If the descriptive statistics hold true, there would be a statistically significant change in production between compensation schemes. Specifically, when all else is controlled for, production should go down by around 25%. Because this model incorporates gender, differences in how males and females respond to piece-rates could be examined. Booth and Frank (1999) found that males responded to piece-rates at a 9% level compared to 6% for females. This model would be able to expand the literature on gender differences in compensation schemes.
If the data were available for how much money each employee made under the piece-rate, I could have calculated the optimal piece-rate to award for each pledge dollar. Because the Annual Fund does not have a minimum standard for pledge amount to remain employed, the methods used in Lazear (1996) do not directly apply; however, the intuition remains similar. The Annual Fund would want to create a piece-rate that maximizes profit as well as induces low ability workers to maximize their effort. High ability workers will produce at a high level of output regardless, and the lost output from not maximizing the incentive for the high ability workers is more than counteracted by the savings to the firm.

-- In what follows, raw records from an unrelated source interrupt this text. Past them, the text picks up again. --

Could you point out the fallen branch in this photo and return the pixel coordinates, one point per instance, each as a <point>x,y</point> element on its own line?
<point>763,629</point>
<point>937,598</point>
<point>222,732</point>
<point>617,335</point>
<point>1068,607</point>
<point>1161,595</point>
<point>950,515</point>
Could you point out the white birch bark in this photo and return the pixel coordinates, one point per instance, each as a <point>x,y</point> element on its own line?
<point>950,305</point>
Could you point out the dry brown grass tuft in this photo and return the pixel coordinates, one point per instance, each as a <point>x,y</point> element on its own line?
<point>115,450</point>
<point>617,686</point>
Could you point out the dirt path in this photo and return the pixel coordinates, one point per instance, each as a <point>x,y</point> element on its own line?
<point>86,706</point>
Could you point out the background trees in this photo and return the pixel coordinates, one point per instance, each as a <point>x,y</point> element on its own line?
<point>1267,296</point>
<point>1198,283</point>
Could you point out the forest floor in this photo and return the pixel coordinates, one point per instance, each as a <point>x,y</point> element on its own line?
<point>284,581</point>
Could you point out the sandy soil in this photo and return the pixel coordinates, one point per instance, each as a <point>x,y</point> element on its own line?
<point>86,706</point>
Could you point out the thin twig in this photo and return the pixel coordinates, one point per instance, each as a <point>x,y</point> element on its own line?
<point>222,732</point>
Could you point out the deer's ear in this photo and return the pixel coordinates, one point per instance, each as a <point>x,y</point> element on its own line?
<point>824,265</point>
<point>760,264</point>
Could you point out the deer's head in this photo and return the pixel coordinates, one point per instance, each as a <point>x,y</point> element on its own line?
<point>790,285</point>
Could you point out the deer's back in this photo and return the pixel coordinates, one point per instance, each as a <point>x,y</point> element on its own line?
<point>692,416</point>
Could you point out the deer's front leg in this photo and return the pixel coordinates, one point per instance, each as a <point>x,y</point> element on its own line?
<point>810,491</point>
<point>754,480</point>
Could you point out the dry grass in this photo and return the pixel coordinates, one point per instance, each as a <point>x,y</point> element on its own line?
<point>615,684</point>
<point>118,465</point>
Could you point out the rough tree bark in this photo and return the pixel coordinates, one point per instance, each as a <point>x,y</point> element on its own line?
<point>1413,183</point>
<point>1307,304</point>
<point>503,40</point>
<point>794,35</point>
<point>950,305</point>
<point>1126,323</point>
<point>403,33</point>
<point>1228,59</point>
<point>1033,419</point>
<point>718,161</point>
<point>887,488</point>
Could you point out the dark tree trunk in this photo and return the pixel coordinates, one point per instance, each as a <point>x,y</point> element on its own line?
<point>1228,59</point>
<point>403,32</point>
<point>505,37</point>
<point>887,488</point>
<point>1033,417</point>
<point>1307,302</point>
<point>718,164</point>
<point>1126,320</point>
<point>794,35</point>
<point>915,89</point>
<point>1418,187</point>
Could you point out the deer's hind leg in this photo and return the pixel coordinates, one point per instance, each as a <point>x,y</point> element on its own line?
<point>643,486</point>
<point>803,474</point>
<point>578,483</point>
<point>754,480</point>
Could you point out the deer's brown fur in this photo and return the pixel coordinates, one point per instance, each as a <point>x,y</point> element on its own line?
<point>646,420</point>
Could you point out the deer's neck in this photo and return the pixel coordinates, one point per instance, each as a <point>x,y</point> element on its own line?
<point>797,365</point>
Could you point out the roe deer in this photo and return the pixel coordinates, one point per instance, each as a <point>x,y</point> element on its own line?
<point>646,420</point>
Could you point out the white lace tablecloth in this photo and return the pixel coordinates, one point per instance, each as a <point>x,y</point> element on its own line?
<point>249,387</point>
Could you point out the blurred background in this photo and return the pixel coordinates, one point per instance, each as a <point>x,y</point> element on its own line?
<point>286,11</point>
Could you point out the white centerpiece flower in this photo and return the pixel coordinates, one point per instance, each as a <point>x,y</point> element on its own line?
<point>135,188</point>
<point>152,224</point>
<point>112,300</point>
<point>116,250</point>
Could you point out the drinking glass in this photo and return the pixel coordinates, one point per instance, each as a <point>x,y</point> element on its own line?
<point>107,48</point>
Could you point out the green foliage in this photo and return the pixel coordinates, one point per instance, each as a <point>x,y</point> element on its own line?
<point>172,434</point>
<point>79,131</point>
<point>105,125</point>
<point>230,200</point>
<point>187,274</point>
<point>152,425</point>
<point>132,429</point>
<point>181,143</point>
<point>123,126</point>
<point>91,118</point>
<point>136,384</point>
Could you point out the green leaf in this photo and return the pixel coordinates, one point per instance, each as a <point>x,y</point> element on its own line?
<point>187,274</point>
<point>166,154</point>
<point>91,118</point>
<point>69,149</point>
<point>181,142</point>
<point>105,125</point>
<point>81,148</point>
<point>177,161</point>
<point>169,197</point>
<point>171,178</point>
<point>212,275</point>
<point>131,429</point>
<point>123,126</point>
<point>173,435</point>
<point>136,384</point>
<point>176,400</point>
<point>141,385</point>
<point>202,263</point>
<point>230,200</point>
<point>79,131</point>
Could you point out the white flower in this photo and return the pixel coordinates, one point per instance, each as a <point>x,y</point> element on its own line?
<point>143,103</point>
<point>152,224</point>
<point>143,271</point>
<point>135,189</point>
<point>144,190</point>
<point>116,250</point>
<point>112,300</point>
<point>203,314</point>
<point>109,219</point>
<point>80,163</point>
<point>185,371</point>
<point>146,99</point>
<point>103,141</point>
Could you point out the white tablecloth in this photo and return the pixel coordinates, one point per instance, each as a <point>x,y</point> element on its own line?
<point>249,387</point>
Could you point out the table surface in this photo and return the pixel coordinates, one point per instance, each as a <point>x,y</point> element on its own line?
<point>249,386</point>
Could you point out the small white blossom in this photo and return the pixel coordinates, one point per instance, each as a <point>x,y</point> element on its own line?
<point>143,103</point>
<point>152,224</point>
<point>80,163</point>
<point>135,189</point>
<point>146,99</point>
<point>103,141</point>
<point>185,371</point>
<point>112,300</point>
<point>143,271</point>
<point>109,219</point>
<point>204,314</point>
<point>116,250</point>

Production was drastically reduced, but the effects on the Annual Fund’s overall profits are uncertain. The research done by Freeman and Kleiner (2005) found that a shoe company saved money from switching to an hourly wage scheme from a piece-rate scheme despite the decrease in production. However, without knowing how much money the Annual Fund saved by switching to an hourly wage, no conclusions can be drawn on the profitability of this change.